Command-line Tools (tools)#

Introduction#

ctapipe.tools contains the command line tools that use the ctapipe framework. All commandline tools inherit from ctapipe.core.Tool which provides a common user-interface experience, complete with command-line and configuration file handling, logging, and provenance features. See ctapipe.core documentation for examples.

Getting Started#

You can find out what ctapipe tools are installed using the ctapipe-info command-line tool:

ctapipe-info --tools        # list all tools
ctapipe-info --version      # show ctapipe version
ctapipe-info --dependencies # list dependencies

To find out more about a specific tool, use it’s --help command-line option

Common Tool Functionality#

  • High-level command-line options can be seen with --help

  • Low-level (Component) options can be seen with --help-all

  • You can either specify options on the command-line, or in a config file (so far in JSON or python format, see the documentation for traitlets.config). Specify this configuration file using the --config=FILENAME option.

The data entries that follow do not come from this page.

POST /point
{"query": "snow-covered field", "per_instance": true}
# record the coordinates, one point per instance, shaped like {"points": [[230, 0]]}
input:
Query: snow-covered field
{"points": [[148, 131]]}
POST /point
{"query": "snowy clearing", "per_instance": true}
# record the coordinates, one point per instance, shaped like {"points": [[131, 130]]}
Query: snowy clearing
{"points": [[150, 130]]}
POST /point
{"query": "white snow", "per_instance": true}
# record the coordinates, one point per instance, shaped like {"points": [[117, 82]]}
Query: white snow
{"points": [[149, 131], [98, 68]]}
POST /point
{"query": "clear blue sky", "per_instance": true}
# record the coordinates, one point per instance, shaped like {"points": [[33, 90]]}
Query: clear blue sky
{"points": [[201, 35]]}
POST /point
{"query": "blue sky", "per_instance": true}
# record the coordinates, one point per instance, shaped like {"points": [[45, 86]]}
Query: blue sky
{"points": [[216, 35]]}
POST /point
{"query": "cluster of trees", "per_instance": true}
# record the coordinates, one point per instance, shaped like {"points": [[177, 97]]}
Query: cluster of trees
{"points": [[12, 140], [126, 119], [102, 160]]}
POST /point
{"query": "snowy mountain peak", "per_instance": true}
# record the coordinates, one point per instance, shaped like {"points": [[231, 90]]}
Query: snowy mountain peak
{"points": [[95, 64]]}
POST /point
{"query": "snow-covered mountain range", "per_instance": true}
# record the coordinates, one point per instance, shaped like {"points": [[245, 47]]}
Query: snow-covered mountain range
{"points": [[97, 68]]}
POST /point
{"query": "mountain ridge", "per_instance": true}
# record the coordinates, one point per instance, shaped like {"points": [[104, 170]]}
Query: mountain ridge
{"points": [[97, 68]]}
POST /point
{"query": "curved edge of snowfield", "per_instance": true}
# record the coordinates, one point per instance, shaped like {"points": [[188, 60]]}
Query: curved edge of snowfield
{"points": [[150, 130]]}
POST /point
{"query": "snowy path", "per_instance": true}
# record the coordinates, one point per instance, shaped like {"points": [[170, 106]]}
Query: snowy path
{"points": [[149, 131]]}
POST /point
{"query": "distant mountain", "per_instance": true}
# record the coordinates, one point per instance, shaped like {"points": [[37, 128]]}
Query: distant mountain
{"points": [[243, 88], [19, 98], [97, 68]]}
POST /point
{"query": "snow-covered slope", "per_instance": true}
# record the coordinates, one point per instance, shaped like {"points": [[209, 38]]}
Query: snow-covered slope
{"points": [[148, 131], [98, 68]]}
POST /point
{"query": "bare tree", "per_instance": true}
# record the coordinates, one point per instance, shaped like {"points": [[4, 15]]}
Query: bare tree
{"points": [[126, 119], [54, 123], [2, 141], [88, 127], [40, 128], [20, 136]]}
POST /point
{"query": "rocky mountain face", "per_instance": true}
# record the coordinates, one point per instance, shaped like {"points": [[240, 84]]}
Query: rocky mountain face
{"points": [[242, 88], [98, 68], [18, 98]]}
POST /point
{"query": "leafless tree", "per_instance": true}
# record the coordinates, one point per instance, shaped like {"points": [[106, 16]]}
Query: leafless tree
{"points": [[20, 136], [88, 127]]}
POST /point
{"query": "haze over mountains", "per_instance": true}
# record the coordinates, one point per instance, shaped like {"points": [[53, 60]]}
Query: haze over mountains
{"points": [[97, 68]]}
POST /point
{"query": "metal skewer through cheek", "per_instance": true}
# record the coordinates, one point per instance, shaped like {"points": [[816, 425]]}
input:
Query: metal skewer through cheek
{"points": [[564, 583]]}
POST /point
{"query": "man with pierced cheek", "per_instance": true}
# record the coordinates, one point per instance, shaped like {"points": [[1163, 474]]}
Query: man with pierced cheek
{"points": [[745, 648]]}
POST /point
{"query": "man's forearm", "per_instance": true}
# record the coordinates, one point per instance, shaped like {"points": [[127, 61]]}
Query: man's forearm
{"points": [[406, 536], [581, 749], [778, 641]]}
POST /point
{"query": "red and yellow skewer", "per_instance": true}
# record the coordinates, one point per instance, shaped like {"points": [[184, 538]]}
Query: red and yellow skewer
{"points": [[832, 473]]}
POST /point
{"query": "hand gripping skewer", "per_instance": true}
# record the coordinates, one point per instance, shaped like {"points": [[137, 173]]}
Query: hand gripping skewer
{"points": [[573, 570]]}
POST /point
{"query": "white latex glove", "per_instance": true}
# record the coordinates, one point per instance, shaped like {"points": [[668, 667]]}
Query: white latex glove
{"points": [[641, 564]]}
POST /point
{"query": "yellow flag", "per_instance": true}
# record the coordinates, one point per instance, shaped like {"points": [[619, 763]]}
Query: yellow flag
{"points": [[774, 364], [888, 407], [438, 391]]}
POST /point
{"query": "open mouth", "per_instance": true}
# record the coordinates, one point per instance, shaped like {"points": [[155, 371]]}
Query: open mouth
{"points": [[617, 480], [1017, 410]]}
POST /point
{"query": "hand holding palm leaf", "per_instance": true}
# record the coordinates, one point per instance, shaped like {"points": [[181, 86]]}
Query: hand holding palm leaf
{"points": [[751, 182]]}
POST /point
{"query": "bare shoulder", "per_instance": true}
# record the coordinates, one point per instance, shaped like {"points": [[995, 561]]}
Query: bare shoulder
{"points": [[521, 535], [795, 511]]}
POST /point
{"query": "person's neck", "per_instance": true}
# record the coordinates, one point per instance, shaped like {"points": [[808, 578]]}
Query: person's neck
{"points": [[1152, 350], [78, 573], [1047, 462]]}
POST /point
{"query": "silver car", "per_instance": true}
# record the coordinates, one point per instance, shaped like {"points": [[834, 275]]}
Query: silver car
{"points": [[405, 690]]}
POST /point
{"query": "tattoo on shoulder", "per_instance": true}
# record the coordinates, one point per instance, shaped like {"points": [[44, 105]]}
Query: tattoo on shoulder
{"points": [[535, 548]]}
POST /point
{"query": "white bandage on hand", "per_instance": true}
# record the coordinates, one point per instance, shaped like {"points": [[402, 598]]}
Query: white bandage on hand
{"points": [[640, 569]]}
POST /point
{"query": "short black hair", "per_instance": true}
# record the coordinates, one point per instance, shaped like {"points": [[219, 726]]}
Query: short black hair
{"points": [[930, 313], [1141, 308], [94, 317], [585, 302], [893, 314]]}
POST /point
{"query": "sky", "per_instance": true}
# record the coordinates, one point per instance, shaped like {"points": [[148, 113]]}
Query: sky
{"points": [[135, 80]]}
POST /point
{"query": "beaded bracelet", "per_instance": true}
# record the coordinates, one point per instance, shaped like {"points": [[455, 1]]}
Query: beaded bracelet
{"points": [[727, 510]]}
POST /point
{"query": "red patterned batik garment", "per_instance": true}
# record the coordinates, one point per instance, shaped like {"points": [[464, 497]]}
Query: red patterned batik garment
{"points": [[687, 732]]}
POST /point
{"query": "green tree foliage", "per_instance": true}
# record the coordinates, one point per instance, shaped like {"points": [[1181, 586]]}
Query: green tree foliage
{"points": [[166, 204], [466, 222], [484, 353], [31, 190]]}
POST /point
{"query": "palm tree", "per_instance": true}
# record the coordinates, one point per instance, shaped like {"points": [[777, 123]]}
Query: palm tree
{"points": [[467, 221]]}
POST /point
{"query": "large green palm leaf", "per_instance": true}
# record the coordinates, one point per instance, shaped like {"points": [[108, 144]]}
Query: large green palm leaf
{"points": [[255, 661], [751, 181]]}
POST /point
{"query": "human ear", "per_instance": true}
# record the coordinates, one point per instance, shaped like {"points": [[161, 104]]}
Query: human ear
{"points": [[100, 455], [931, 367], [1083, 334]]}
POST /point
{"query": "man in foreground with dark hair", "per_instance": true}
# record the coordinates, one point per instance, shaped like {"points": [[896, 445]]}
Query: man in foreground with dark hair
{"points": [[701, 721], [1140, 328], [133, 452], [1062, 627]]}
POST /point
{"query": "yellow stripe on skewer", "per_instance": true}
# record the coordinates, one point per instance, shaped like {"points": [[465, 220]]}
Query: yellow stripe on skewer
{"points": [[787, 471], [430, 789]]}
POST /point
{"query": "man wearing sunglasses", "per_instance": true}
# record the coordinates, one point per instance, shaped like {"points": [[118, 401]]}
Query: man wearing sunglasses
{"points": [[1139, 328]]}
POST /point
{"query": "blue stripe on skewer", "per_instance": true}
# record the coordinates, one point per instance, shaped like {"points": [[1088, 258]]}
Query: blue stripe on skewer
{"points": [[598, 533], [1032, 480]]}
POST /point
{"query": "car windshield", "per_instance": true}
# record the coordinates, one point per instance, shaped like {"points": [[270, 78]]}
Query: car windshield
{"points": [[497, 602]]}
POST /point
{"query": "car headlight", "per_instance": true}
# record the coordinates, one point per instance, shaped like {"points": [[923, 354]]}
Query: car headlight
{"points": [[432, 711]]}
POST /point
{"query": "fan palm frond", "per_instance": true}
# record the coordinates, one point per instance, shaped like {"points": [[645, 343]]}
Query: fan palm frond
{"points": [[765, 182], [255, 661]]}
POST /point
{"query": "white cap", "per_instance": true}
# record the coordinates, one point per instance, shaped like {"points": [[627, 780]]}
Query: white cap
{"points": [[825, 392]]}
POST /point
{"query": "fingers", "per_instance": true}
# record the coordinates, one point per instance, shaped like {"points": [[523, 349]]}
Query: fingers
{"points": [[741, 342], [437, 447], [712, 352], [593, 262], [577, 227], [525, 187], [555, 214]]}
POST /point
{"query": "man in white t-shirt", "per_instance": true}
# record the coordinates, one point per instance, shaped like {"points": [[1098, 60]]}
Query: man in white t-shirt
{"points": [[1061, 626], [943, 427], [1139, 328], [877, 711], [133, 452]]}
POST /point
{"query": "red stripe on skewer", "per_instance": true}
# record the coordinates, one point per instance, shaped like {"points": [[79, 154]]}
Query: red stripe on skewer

  • You can set the logging level of a tool using --log_level to a value or name in the list [0, 10, 20, 30, 40, 50, 'DEBUG', 'INFO', 'WARN', 'ERROR', 'CRITICAL']. By default, only warning messages are shown, but if you specify DEBUG you will get everything.

Developing a New Tool#

To create a new command-line Tool, follow the following procedure:

  1. make a subclass of ctapipe.core.Tool

  2. define any user-configurable parameters of the tool

  3. register all configurable ctapipe.core.Component classes that you want to be configured via the Tool via its classes attribute

  4. use the aliases attribute to promote any parameters from one of the sub-Components to a high-level a command-line parameter (they can still be specified using the advanced command-line command syntax or via a config file if you do not do this, but if the parameter is commonly changed by the user, having it be high-level is more convenient

  5. overload the setup(self), start(self), and finish(self) methods to implement the functinatlity of the tool (these will be called in order when you call the run() method.

  6. make sure you have a function called main() that creates and runs your tool in the source file.

  7. add the file and main() function you made in step 6 to the top-level setup.py file under the section called entry_points['console_scripts']. This will automatically create an executable called ctapipe-* where * is the name of the source file of your tool (e.g. mytool.py will become ctapipe-mytool.

  8. this new tool will be installed in the bin directory next time you run make develop at the top-level of ctapipe, or if you re-install the ctapipe package in non-developer mode.

Reference/API#

ctapipe.tools Package#

ctapipe command line tools.

ctapipe.tools.process Module#

Generate DL1 (a or b) output files in HDF5 format from {R0,R1,DL0} inputs.

Classes#

ProcessorTool(**kwargs)

Process data from lower-data levels up to DL1 and DL2, including image extraction and optionally image parameterization as well as muon analysis and shower reconstruction.

ctapipe.tools.train_energy_regressor Module#

Tool for training the EnergyRegressor

Classes#

TrainEnergyRegressor(**kwargs)

Tool to train a EnergyRegressor on dl1b/dl2 data.

ctapipe.tools.train_particle_classifier Module#

Tool for training the ParticleClassifier

Classes#

TrainParticleClassifier(**kwargs)

Tool to train a ParticleClassifier on dl1b/dl2 data.

ctapipe.tools.train_disp_reconstructor Module#

Tool for training the DispReconstructor

Classes#

TrainDispReconstructor(**kwargs)

Tool to train a DispReconstructor on dl1b/dl2 data.

ctapipe.tools.apply_models Module#

Tool to apply machine learning models in bulk (as opposed to event by event).

Classes#

ApplyModels(**kwargs)

Apply machine learning models to data.